Member of the National Assembly
- In office 16 May 2006 – 8 May 2026

Personal details
- Born: November 3, 1961 (age 64) Nagykanizsa, Hungary
- Party: Fidesz
- Profession: politician

= László Vigh =

Hungarian politician

László Vigh (born November 3, 1961) is a Hungarian politician, member of the National Assembly (MP) for Zalaszentgrót (Zala County Constituency V) from 2006 to 2014, and for Zalaegerszeg (Zala County Constituency I) from 2014 to 2026.

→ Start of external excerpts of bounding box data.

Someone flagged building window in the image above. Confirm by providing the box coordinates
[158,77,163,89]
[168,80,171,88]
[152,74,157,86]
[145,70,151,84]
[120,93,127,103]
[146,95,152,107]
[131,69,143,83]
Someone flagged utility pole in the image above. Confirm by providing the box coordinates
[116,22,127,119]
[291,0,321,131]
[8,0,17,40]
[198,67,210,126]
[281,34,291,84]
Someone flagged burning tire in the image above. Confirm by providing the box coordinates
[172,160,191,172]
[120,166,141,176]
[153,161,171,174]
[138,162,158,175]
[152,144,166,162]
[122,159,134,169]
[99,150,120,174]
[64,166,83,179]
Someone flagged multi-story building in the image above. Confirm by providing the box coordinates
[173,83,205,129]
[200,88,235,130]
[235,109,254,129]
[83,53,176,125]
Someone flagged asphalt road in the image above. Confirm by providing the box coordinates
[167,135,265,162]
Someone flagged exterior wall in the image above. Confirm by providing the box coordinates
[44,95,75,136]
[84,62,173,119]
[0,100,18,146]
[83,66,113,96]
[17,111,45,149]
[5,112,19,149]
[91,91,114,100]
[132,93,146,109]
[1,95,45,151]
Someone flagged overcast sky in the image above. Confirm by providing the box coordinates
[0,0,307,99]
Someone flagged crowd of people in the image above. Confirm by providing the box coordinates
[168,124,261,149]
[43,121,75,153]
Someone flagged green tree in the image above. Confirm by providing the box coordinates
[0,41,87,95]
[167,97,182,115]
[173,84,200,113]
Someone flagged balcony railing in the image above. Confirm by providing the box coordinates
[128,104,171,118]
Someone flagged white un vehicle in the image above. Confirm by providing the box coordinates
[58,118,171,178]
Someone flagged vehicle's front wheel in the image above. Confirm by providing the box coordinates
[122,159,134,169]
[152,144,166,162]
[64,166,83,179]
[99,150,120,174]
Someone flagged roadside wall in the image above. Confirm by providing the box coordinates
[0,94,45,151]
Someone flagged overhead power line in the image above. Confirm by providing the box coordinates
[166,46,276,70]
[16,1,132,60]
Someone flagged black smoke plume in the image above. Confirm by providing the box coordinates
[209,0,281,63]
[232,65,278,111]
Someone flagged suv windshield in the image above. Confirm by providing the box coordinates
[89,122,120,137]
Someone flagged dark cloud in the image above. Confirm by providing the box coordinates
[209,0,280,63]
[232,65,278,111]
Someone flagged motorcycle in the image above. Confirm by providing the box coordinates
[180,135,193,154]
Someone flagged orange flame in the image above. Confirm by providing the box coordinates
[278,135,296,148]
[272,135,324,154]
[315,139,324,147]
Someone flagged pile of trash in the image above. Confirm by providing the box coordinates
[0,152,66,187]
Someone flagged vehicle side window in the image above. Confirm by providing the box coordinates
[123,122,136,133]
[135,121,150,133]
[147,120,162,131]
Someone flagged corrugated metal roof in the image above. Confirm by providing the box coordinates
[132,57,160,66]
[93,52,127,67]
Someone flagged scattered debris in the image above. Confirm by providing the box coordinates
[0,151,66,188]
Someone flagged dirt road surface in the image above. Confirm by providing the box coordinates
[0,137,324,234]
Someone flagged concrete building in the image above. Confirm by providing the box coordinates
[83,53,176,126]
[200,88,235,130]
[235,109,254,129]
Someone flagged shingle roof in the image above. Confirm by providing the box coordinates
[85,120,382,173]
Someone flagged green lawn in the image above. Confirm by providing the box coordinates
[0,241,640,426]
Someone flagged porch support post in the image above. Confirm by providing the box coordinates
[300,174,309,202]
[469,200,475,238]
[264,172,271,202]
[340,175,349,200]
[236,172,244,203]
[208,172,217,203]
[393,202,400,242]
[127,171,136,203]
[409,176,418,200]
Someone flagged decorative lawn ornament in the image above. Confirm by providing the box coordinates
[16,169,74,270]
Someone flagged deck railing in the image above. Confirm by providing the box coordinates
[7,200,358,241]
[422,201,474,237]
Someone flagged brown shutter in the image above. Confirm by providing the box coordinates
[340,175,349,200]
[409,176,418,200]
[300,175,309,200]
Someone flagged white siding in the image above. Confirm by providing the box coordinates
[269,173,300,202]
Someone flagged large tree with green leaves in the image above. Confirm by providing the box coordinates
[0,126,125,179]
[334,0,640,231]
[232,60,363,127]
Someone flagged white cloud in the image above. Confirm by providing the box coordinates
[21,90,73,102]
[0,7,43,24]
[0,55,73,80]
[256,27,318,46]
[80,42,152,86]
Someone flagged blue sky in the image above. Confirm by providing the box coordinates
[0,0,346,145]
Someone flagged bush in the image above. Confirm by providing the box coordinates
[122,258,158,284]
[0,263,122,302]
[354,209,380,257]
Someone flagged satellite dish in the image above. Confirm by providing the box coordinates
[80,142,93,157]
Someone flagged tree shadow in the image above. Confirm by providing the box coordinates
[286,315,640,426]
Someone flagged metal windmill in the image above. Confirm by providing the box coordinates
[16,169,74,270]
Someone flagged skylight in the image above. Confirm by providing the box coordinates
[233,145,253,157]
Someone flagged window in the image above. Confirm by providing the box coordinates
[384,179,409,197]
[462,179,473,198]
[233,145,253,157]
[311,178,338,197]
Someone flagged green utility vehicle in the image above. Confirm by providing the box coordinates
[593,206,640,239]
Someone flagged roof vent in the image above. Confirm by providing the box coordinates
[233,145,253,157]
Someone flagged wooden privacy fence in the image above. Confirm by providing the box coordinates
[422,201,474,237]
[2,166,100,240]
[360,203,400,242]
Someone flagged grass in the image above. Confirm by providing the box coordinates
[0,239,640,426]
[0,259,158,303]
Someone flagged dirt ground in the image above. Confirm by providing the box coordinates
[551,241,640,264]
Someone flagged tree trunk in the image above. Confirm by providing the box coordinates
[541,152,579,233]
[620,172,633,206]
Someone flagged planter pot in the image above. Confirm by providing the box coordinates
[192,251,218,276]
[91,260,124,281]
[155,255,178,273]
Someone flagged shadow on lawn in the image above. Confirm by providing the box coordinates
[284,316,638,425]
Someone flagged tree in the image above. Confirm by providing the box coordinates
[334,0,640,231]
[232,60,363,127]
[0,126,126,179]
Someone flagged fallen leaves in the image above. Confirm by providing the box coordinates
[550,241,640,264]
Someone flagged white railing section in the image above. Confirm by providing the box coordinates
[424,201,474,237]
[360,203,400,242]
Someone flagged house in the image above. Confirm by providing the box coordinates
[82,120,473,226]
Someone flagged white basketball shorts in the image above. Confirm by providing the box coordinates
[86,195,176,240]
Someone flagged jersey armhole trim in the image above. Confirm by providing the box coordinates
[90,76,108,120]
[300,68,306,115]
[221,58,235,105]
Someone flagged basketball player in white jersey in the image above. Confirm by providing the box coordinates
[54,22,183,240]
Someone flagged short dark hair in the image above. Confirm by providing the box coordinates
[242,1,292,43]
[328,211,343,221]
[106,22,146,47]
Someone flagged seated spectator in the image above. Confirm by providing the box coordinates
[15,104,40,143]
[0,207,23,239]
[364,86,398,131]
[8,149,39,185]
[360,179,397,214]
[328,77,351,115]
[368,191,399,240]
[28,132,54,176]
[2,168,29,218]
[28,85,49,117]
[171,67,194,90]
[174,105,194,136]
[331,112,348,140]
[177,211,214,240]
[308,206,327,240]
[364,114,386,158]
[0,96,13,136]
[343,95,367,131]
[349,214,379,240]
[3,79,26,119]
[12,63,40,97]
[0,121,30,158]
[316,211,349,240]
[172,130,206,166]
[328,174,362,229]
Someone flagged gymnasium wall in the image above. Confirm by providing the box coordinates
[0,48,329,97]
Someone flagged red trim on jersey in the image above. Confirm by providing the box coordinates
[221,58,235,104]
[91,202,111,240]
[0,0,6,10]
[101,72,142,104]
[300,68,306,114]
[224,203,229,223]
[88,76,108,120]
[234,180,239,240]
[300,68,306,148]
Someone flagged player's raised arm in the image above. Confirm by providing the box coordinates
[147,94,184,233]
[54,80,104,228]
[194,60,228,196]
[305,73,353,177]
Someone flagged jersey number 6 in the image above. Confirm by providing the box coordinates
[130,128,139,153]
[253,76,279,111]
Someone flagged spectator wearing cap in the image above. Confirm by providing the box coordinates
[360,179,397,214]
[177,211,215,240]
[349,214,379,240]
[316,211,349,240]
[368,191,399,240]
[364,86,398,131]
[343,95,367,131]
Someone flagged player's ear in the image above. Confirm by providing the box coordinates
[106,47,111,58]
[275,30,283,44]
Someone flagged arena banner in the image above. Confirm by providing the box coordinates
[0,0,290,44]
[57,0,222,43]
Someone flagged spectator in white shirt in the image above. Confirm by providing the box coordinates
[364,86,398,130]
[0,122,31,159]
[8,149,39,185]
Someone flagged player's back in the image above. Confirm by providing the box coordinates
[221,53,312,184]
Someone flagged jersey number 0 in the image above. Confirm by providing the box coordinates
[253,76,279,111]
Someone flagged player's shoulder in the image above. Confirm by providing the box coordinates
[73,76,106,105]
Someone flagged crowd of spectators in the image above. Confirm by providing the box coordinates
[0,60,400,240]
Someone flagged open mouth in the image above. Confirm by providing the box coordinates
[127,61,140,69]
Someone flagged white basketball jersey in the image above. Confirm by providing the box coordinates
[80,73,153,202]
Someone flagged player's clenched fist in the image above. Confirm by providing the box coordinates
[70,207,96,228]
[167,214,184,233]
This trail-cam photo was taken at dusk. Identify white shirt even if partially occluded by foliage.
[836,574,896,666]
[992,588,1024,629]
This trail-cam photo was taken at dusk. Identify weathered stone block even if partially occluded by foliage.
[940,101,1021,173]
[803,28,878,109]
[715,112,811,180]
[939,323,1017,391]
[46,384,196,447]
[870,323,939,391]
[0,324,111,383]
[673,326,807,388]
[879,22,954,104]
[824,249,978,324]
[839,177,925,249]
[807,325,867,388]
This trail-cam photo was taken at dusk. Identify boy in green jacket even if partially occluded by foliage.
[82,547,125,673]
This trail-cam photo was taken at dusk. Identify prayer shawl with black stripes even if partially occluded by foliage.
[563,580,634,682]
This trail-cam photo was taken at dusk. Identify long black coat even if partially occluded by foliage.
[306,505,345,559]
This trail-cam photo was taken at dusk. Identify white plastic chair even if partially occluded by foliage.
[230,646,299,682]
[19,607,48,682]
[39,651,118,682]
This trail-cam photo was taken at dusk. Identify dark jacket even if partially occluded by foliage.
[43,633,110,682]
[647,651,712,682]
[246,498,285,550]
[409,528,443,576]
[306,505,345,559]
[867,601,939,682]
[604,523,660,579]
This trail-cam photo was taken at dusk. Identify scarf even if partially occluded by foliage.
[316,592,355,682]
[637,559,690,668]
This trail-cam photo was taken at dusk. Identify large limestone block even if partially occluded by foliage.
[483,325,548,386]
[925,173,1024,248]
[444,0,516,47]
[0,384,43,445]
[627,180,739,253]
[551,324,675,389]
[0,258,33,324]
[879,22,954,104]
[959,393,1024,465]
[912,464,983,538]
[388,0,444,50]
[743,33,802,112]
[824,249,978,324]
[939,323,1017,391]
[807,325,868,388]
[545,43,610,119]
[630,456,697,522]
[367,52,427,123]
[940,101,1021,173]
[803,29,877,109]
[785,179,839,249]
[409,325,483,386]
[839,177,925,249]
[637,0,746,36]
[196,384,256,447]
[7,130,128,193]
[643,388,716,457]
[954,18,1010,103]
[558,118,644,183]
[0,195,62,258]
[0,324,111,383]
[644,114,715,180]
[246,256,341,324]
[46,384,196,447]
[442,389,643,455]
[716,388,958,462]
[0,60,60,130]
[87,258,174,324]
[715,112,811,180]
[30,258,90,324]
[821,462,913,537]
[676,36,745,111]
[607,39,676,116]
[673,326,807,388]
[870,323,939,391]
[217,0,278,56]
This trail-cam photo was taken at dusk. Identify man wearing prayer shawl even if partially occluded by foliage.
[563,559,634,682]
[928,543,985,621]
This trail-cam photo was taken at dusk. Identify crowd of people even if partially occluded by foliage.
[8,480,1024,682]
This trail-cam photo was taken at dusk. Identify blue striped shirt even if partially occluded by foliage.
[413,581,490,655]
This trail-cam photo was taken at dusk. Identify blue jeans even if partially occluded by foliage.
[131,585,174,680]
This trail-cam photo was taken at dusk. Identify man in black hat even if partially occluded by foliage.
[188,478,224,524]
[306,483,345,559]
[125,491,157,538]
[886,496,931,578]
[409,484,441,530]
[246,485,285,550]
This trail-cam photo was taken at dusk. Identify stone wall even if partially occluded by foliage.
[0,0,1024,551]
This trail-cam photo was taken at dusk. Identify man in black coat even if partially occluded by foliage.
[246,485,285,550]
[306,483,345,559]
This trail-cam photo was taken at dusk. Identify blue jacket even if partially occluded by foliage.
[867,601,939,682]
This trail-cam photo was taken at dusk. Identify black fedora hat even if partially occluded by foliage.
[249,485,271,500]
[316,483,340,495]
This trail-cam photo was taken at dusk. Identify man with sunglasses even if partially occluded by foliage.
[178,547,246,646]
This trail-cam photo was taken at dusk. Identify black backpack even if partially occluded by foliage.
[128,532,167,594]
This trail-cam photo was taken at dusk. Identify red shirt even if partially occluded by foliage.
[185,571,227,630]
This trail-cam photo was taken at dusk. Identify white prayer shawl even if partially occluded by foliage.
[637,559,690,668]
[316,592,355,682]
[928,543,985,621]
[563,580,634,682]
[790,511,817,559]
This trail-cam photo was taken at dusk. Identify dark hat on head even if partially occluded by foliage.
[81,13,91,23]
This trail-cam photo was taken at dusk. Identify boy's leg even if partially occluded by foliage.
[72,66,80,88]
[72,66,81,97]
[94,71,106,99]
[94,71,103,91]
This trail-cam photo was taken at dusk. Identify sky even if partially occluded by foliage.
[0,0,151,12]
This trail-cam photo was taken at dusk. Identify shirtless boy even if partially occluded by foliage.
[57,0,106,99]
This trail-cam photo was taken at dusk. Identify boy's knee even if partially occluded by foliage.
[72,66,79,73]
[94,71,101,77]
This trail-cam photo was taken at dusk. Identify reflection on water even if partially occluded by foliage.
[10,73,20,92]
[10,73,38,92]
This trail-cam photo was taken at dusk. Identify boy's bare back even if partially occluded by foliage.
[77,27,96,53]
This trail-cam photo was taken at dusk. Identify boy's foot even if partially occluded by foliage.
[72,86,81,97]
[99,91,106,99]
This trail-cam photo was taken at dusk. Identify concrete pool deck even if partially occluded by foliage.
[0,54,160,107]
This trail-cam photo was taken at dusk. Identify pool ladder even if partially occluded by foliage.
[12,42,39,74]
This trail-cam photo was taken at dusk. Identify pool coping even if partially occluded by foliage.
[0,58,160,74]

He attended elementary school in Pacsa and accomplished his studies in 1975. He passed the secondary school final examinations at Ganz Ábrahám Engineering and Transport Vocational Secondary School in Zalaegerszeg. He worked for the Fényforrás GE of Nagykanizsa from 1982 to 1986. From 1986 he continued his work in the Gelsei Farmers Cooperation.

From 1994 until 2014, he served as the mayor of Felsőrajk. Between 2002 and 2006 he was the Chairman of the Cultural Committee of the General Assembly of Zala County and member of the Committee on Sport and Youth. He was head of the Sport Association of Felsőrajk and leader of the village affairs of the Fidesz branch in Zala County. As a member of the parish church of Felsőrajk he is also an organiser of the local religious activity and head of the civil guard of the town. He is a founding member and member of the board of the recently founded Griff Puppet Theatre. During the parliamentary election held in 2006, he was elected MP for Zalaszentgrót. He was appointed member of the Local Government and Urban Development Committee on 30 May 2006, holding the office until 5 May 2014. He repeated his success as MP for Zalaszentgrót during the 2010 parliamentary election. Vigh was elected MP for Zalaegerszeg in the 2014, 2018 and 2022 parliamentary elections. He was a member of the Committee on Legal Affairs from May 2014 to May 2026. He also functioned as vice-chairman of the aforementioned committee from June 2022.

He did not run in the 2026 Hungarian parliamentary election.